List of status conditions for the AllowlistSynchronizer. CI/CD tooling can use this field to wait for the allowlist to install before deploying dependent workloads.

conditions.type

string

Condition type. The value is always Ready, which indicates that the most recent sync attempt was successful.

conditions.status

boolean

Condition status:

  • True: allowlists are installed and up to date.
  • False: allowlists are not installed or are out of date.

conditions.reason

string

Short description of the condition's status.

conditions.message

string

Detailed description of the condition's status.

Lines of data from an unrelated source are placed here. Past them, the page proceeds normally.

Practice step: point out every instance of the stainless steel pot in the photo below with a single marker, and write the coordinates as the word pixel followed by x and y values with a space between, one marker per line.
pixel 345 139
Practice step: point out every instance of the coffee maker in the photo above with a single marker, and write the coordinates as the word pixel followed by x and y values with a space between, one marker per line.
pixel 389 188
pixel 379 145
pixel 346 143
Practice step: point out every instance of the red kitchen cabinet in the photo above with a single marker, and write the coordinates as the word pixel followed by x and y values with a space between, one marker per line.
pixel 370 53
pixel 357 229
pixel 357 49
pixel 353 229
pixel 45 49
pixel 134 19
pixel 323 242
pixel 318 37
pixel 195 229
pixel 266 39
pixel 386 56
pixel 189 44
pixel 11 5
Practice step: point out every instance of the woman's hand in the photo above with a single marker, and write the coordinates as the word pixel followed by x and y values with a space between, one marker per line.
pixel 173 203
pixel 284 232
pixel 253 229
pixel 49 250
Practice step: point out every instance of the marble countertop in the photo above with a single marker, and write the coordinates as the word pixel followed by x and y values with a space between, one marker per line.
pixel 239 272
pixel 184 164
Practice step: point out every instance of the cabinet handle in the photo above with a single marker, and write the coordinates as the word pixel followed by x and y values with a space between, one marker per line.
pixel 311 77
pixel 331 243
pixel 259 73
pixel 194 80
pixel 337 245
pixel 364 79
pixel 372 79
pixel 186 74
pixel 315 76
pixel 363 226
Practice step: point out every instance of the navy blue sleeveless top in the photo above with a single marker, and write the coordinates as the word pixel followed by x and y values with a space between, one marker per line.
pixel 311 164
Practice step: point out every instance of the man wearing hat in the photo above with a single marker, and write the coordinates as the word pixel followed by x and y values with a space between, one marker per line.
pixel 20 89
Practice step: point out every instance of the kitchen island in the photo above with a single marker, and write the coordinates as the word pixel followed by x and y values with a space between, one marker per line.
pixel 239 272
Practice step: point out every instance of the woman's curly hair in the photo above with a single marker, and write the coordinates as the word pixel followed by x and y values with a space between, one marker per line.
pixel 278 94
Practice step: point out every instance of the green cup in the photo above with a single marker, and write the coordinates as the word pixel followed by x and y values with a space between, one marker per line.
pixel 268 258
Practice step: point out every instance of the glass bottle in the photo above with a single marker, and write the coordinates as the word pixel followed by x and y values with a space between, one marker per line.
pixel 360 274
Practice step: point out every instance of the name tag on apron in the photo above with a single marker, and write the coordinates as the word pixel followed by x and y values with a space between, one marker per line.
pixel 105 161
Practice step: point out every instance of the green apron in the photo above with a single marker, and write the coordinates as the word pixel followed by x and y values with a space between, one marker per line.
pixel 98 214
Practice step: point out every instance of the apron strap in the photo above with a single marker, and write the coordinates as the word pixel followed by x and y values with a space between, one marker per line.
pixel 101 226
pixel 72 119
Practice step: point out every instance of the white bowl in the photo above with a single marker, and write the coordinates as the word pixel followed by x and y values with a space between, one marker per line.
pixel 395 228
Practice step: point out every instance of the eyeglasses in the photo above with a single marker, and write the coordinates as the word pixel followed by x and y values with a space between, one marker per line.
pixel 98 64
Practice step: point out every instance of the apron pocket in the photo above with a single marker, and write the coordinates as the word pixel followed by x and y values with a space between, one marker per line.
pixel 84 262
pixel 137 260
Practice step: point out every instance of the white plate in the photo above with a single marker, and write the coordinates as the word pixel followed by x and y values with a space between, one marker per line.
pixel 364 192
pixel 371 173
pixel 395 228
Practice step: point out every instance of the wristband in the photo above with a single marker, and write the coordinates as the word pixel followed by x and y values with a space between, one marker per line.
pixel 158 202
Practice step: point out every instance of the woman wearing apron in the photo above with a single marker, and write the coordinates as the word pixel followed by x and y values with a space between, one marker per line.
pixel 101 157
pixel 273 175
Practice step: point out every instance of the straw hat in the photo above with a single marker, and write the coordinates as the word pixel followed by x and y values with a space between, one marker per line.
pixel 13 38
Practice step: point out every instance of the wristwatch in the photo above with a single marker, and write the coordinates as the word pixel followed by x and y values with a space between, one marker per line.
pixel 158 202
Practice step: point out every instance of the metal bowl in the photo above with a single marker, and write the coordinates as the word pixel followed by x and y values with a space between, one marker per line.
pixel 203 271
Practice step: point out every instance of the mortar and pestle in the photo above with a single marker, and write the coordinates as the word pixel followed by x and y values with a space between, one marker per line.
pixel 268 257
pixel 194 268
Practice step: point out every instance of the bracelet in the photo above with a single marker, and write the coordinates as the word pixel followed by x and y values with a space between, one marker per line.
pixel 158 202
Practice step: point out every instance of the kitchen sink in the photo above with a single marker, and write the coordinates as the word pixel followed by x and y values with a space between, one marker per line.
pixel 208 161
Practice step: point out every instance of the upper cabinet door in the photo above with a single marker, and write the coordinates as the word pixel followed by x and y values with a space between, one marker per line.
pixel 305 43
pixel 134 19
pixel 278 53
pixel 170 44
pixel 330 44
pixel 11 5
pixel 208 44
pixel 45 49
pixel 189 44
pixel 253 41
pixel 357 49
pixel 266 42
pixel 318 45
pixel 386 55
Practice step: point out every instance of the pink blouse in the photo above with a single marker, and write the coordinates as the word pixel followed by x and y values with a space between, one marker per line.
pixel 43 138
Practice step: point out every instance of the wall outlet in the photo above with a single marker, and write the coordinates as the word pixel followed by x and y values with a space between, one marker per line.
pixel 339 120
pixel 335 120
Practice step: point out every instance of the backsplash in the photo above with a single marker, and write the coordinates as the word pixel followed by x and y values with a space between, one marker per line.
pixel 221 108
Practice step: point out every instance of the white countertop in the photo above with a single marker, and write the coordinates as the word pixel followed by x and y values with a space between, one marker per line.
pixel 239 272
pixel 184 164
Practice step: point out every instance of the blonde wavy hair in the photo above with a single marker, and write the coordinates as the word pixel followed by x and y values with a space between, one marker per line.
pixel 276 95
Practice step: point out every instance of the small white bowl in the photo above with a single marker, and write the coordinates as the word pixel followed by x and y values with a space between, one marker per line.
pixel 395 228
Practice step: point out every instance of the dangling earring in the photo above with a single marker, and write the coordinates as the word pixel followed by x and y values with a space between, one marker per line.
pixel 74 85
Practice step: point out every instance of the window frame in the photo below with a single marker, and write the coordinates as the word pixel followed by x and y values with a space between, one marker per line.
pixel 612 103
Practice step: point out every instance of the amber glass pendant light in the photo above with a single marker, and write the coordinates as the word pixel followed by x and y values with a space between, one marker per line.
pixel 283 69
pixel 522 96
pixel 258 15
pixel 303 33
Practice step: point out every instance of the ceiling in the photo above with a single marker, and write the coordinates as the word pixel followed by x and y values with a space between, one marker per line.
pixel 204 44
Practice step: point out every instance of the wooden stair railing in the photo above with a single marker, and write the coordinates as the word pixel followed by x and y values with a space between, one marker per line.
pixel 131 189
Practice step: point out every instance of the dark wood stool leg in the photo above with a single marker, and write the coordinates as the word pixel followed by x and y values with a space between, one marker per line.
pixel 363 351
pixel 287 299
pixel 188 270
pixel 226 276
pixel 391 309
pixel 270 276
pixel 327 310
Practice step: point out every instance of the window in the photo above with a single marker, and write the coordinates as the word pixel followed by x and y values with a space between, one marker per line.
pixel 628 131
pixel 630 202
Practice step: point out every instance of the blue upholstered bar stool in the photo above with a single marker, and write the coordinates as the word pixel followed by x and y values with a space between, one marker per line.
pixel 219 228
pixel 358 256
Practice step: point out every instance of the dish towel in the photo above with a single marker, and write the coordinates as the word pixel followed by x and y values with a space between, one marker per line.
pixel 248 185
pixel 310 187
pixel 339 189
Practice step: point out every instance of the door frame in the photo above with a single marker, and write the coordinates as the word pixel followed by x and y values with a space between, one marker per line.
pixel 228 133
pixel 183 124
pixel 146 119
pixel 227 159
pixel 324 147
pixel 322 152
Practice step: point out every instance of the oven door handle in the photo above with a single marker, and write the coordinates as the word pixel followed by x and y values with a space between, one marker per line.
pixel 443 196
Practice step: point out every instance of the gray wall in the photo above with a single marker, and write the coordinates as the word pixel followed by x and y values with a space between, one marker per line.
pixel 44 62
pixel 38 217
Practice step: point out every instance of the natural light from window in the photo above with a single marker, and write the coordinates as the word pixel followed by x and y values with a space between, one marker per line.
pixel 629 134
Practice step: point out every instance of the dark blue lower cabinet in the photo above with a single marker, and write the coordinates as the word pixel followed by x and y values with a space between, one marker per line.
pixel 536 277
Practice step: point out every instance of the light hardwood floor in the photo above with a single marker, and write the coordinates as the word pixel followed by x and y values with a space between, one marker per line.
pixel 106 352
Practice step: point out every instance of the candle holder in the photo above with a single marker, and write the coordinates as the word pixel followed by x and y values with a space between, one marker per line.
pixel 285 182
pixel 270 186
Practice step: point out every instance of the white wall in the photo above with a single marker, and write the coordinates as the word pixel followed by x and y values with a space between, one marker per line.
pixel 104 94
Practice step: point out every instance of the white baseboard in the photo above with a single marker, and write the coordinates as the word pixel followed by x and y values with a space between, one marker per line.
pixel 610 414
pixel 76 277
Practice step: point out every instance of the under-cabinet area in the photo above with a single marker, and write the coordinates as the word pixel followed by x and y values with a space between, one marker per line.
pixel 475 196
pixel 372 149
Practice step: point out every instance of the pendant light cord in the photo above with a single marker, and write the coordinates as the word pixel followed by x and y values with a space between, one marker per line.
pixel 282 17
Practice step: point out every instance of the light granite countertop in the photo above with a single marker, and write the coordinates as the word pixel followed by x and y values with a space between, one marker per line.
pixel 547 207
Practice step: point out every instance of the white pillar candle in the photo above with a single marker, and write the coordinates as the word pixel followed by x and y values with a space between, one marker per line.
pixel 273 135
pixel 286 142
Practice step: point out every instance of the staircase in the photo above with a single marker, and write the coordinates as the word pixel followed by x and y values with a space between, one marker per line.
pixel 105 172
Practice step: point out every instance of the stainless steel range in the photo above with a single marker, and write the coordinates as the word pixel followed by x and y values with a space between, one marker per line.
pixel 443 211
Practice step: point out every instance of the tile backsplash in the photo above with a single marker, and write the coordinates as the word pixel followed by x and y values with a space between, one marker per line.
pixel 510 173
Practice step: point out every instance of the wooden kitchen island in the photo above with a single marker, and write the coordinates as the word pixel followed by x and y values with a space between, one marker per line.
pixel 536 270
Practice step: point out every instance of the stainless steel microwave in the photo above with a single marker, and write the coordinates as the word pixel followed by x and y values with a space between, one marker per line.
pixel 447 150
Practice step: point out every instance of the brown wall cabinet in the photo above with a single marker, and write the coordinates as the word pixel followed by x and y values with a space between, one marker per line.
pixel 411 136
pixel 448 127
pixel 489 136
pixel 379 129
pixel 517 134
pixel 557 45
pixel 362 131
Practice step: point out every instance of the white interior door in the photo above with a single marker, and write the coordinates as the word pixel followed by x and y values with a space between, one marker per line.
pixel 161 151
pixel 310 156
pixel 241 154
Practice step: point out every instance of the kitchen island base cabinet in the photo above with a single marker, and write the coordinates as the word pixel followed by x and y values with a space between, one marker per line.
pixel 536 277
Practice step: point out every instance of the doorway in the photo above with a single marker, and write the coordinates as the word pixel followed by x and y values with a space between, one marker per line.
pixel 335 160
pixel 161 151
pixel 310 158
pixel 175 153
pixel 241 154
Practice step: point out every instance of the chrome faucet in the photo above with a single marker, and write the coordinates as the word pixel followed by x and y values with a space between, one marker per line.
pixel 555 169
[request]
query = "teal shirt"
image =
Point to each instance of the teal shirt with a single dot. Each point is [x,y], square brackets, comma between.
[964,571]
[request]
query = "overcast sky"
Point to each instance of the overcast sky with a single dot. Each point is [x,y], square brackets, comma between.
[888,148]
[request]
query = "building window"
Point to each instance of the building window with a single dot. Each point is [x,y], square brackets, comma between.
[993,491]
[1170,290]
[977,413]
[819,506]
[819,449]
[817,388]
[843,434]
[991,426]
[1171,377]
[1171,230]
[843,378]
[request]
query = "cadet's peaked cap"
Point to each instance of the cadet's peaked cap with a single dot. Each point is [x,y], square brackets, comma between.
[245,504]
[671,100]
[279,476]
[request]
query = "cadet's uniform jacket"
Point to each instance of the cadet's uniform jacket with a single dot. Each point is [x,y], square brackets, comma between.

conditions.lastTransitionTime

string

Timestamp of the most recent status change.

conditions.observedGeneration

int

The current version of the AllowlistSynchronizer object.

managedAllowlistStatus[]

object

Array that tracks the status of each allowlist file that the AllowlistSynchronizer is managing.

managedAllowlistStatus.filePath

string

The fully-qualified resource name of the allowlist file.

managedAllowlistStatus.generation

string

The current version of the allowlist file in the cluster.

managedAllowlistStatus.phase

string

The current state of the allowlist file.

  • Installed: the allowlist file is installed in the cluster and is up-to-date with the remote version.
  • Failed: the allowlist file failed to install.
  • Stale: the allowlist file is installed in the cluster, but is out of date with the remote version.

managedAllowlistStatus.lastSuccessfulSync

string

Timestamp of the most recent successful synchronization of the allowlist file.

managedAllowlistStatus.lastError

string

The most recent error message. This field isn't displayed if no errors occurred.

lastSyncAttempt

string

The timestamp of the last change to the conditions field.